Bei der SG Wallertheim/Sulzheim ist nun aber guter Rat teuer. Die Spielgemeinschaft endet in dieser Saison. Andreas Lamberty: „Der TV Sulzheim möchte nicht mehr. Wir hätten gerne mit ihm weitergemacht“. Die Trennung steht bereits seit geraumer Zeit fest. Alternative Partner zu finden, schlugen bislang fehl. Die Gespräche mit der TSG Gau-Bickelheim wurden ergebnislos beendet. Die Gründe möchte Lamberty nicht nennen. Warum auch?

Fakten sind, dass die TG Wallertheim jetzt zwar das Startrecht für die A-Klasse hat, aber vor Personalproblemen steht. Das hat mit Spielertrainer Levent Yalkin zu tun. Sein großes Verdienst ist, die Wallertheimer in die nächsthöhere Liga gehievt zu haben. Doch, auch das ist schon seit Wochen bekannt, wird er den Verein verlassen. Dass einige Fußballer mit ihm (in Richtung RWO Alzey) gehen werden, weiß Lamberty bereits. Nun gilt es, möglichst schnell Ersatz und Ergänzungen zu finden.

Der neue Trainer Roland Klein gefordert

Dieser Job obliegt Roland Klein, der die Nachfolge von Levent Yalkin antritt. Lamberty baut darauf, dass der gute Ruf des Coaches dazu beiträgt, Fußballer auf die schöne Anlage in Wallertheim zu holen. Außerdem hofft er auf das große Netzwerk des Trainers, der mehrere Jahre erfolgreich bei der SG Nieder-Wiesen/Erbes-Büdesheim/Wendelsheim arbeitete.

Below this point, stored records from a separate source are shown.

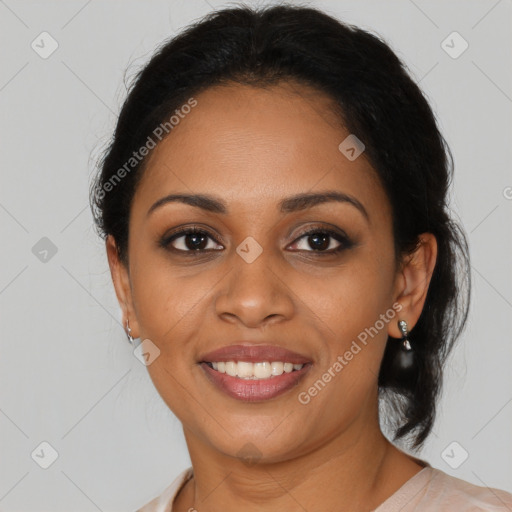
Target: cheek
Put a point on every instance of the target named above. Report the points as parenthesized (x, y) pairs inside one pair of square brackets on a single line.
[(168, 303)]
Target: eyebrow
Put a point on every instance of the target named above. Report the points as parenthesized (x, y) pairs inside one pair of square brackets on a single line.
[(291, 204)]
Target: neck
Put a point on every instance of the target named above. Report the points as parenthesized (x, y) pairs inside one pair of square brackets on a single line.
[(359, 469)]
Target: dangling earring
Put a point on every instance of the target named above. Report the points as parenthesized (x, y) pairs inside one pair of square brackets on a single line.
[(131, 340), (406, 354), (406, 345)]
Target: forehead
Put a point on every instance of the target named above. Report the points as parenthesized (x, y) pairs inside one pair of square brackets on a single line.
[(251, 144)]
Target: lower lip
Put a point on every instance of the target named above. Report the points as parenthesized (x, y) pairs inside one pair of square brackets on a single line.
[(251, 390)]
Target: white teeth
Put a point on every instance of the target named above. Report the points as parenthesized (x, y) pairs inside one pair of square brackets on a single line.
[(263, 370)]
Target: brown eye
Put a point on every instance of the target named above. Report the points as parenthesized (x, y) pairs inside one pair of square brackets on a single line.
[(191, 240), (322, 241)]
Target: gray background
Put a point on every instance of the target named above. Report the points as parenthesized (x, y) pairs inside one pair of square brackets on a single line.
[(68, 376)]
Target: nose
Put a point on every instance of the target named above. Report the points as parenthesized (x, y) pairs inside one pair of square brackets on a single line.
[(254, 294)]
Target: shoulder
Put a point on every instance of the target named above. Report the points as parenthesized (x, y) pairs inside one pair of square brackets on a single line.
[(433, 490), (460, 495), (164, 501)]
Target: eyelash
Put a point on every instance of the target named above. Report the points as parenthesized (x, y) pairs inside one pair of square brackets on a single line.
[(344, 240)]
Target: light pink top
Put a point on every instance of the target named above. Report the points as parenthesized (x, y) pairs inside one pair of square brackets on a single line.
[(429, 490)]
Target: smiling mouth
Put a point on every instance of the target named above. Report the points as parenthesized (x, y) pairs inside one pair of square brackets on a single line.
[(254, 371)]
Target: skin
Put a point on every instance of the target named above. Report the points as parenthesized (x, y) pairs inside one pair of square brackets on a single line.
[(252, 147)]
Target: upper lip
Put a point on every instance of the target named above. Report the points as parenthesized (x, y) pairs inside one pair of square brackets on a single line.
[(252, 353)]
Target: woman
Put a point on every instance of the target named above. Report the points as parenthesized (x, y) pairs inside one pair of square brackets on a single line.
[(276, 223)]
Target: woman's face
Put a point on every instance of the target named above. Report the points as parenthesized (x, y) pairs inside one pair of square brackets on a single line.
[(252, 149)]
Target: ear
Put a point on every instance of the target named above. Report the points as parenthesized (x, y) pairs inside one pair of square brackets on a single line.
[(121, 280), (412, 282)]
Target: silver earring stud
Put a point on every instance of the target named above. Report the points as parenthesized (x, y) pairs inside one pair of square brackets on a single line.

Lamberty: „Wir müssen nun schauen, was wir an Spielern bekommen“. Danach soll entschieden werden, ob die TG Wallertheim ihr Startrecht in der A-Klasse überhaupt annimmt oder in der B-Klasse weitermacht. Gegenwärtig sei das offen, erklärte Lamberty nach dem 0:4 gegen Rhenania Rheindürkheim im Entscheidungsspiel um die Meisterschaft am Dienstagabend in Weinheim.

Dass an diesem Abend der Titel verloren ging, nahmen die SG Wallertheim/Sulzheim sportlich: „Die Niederlage geht in Ordnung. Rheindürkheim war einfach spritziger“, kommentierte Lamberty, der in diesem Spiel auch das Tor hütete. Bei den Gegentreffern von Jonas Werle (3) und Timo Widder war er machtlos. Auch der Saisonverlauf spricht dafür, dass Rhenania in Weinheim verdient Meister wurde. In der Punktspielserie hatte Rheindürkheim gegen die Elf von Levent Yalkin einmal gewonnen und einmal Remis gespielt. Die nächste Begegnung zwischen beiden Teams könnte nun in der A-Klasse steigen - oder auch nicht.